You will be "dead in your trespasses and sins" (Ephesians 2:1). These verses do not tell people, "Because you sin, you will die someday." Adam was not told, "If you sin, you will die someday" but rather "In the day that you sin you will surely die."

The first day that one sins is the day that one dies. This is not referring to physical death, but to something far worse —being "alienated from the life of God" (Ephesians 4:18).

Unless the sinner is "born again of water and the Spirit" (John 3:3,5, Romans 6:3-5), and brought back to spiritual life, there will follow another spiritual death...

2 Eternal Death

In a vision, John saw portrayed the judgment day of mankind before the saints enter the new eternal world. Both wicked and righteous were resurrected and judged. Anyone not found written in the book of life was thrown into a lake of fire. "This is the second death" (Revelation 20:12-15).

Jesus had earlier said that those who overcome the tribulations of the Christian way, "will not be hurt at all by the second death" (Revelation 2:11).

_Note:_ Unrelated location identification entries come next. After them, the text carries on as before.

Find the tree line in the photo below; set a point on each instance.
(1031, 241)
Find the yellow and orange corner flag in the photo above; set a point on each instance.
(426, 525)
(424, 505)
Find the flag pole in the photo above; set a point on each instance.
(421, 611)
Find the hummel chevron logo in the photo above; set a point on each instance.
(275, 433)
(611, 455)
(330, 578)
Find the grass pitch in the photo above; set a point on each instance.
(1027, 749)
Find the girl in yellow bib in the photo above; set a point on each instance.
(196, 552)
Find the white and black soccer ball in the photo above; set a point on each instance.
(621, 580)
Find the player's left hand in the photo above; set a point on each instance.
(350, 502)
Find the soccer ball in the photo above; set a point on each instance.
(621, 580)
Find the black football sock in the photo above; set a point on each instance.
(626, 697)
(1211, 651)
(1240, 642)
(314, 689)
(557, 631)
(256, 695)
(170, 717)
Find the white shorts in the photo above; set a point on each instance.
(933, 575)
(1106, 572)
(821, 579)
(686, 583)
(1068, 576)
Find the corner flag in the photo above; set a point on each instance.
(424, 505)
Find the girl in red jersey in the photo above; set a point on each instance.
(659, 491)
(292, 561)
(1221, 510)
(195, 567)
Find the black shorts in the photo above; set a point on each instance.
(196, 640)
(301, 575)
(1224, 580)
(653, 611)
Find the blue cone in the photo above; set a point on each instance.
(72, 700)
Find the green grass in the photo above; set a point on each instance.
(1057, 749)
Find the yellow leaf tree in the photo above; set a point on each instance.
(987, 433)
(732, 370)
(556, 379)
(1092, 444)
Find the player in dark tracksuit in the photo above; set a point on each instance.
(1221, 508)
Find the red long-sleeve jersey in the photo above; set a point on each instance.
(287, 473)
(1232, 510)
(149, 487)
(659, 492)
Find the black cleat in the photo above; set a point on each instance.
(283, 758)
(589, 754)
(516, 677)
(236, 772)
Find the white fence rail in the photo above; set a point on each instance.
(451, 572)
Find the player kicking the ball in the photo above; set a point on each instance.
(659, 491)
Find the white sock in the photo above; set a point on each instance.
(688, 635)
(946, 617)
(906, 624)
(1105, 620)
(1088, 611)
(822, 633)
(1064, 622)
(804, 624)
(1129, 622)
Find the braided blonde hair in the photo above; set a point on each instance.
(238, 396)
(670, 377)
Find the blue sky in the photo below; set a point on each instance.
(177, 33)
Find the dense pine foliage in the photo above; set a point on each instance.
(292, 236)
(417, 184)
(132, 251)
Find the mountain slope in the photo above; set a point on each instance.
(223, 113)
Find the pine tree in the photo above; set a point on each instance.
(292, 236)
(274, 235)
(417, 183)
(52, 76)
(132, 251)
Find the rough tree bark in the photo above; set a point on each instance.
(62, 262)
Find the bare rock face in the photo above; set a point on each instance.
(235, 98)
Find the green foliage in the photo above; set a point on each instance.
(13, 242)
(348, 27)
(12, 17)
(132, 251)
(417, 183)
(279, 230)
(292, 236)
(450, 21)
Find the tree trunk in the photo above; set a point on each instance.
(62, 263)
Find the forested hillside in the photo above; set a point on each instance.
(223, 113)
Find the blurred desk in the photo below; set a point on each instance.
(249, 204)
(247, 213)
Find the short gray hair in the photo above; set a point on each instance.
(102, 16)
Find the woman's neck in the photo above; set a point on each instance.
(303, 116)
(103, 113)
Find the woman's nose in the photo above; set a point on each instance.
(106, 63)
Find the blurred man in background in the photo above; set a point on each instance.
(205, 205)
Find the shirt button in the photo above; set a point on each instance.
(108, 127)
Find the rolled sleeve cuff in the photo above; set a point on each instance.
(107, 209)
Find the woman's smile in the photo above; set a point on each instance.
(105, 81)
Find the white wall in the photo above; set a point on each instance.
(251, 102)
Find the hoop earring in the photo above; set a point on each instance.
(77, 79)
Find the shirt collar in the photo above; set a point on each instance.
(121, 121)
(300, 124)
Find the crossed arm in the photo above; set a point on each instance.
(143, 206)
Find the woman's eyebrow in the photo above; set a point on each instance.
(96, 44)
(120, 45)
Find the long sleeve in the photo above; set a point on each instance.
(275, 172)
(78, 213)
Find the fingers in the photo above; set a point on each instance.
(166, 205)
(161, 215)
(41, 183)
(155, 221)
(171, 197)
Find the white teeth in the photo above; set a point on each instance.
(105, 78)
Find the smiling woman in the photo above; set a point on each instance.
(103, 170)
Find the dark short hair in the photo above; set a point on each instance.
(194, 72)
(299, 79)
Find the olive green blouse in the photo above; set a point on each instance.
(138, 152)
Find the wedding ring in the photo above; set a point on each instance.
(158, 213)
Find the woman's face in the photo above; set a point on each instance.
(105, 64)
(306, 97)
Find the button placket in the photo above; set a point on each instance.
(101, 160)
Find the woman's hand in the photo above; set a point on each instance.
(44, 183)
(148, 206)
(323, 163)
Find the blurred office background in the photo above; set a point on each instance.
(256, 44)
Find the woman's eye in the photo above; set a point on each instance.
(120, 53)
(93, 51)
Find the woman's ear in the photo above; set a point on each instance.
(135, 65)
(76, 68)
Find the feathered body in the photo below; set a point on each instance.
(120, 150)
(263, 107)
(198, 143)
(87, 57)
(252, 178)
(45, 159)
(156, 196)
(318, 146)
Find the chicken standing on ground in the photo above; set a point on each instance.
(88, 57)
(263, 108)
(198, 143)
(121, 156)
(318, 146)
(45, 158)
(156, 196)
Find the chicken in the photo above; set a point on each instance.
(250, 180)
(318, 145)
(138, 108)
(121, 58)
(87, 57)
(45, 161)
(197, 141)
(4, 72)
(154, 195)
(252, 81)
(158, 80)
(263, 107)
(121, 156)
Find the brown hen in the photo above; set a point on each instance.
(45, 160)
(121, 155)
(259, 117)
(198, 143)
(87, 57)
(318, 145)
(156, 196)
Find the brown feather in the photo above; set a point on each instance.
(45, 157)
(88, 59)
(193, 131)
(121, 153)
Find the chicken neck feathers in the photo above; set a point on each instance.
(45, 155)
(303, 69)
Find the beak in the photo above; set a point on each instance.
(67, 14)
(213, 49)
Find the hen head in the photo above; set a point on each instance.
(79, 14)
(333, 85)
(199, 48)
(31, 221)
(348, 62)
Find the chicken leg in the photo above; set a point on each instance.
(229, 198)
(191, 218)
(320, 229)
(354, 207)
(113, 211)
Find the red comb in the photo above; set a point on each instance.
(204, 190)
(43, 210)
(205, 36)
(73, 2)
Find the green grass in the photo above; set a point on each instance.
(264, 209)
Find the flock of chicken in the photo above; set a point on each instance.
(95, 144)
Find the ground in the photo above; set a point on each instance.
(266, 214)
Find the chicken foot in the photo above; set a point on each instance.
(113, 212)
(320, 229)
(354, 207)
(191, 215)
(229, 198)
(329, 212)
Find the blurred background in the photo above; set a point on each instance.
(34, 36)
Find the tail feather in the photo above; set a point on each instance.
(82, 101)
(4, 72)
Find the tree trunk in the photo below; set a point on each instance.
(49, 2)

This vision teaches us that in the great eternal scheme of things, physical death is of little account because this physical "death and Hades were cast into the lake of fire" (Revelation 20:14).

Physical death is merely a portal through which the soul passes into Hades. Hades is a temporary state, because there is going to be a resurrection of all the dead (John 5:28-29).

So the death that we can avoid, and must avoid, is not physical death and the wait in Hades, but rather eternal death represented in the vision as a lake of fire. This death (we usually call it hell) is most to be feared, for it is the very opposite of eternal life (Matthew 25:41,46).

3 Death To Sin

The third spiritual death that we now consider, is the good death that solves the other two spiritual deaths. Paul tells Christians, "Consider yourselves to be dead to sin, but alive to God" (Romans 6:11).

This is the reversal of being dead in sin and alienated from the life of God. Death to sin is death of the sinful self. "We have been buried with Christ through baptism into death" (Romans 6:4).

Baptism, obviously, does not bring us into physical death, eternal death, or death in sin. So the death we are "baptized into" is something else. Paul explains that when we go "through baptism into death... our old self is crucified with Christ" (Romans 6:6).

We are baptized therefore into the death of Jesus Christ crucified, in order that we might be completely dead to sin and born again to new life.

This death to sin brings us back into the life of God --from which we were cut off when we died in sin. "I have been crucified with Christ, nevertheless I live... by faith in the Son of God who loved me, and gave himself for me" (Galatians 2:20).

Have you died this good death? Are you now "dead to sin and alive to God" (Romans 6:11)?